Além disso, o Kremlin entende que ninguém sairá ganhando com o agravamento das relações entre a Rússia e os EUA e Europa. Por isso, percebe-se no discurso de Pútin um tom conciliador. O presidente russo tentou mostrar que existem mais questões além da Ucrânia e que há outros problemas no mundo que a Rússia e o Ocidente precisam resolver juntos.

"Os esforços dos EUA para impedir a reintegração têm um caráter artificial, de inércia. Se formos capazes de chegar a um entendimento de que a unificação dessas terras por parte de Moscou não cria nenhum polo de poder antiamericano, então uma nova definição de fronteiras poderá se tornar a garantia para a cooperação em questões transnacionais, principalmente no que diz respeito ao Afeganistão, ao leste da Ásia e ao Oriente Médio”, disse Suslov.

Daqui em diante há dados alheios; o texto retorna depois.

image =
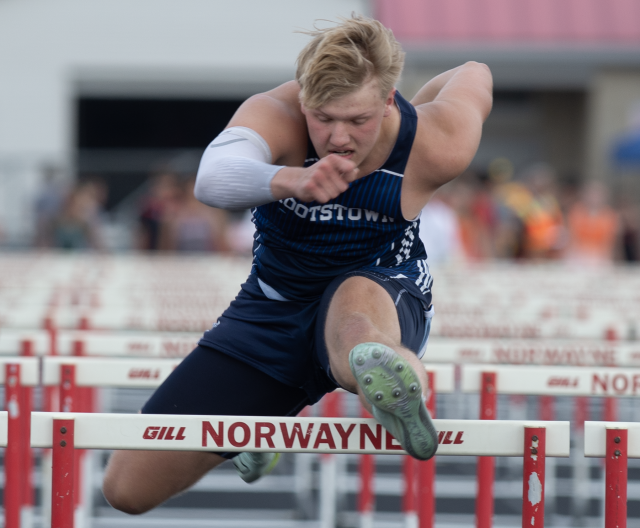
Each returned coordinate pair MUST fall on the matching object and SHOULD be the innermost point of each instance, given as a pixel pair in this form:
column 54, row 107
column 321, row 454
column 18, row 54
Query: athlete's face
column 349, row 126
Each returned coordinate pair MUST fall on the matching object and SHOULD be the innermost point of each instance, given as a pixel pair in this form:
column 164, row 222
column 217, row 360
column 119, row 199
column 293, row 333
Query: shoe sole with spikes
column 392, row 387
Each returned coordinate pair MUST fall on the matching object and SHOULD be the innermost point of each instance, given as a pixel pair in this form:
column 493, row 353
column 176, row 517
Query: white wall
column 51, row 51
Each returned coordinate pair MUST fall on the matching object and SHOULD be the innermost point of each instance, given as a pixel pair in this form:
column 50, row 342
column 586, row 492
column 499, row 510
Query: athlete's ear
column 388, row 104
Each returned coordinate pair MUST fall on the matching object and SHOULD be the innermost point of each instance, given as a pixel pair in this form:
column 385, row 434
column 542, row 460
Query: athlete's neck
column 384, row 144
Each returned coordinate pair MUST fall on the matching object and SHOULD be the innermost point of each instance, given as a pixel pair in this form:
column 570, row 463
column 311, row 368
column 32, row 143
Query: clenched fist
column 323, row 181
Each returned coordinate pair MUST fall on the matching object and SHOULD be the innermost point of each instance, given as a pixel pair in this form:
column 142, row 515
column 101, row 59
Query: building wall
column 52, row 51
column 613, row 96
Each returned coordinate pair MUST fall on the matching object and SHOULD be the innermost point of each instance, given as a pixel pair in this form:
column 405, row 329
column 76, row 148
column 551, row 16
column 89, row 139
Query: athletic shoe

Contudo, os EUA ainda não estão dispostos, por enquanto, a aceitar a nova política externa da Rússia. “Não vale a pena esperar que o Ocidente reconheça a Ucrânia como uma parte da esfera de influência da Rússia. Esse seria um passo para trás do ponto de vistas dos últimos 20 anos de integração da Ucrânia no espaço transatlântico”, opinou Andrew Weiss.

No entanto, esta posição não é construtiva e está repleta de novos desafios. "O Ocidente pode, é claro, continuar a recusar essas negociações, mas isso implica grande desestabilização da situação na Europa. É preciso pôr fim à incerteza e às omissões que persistiram após a Guerra Fria", acredita Dmítri Suslov.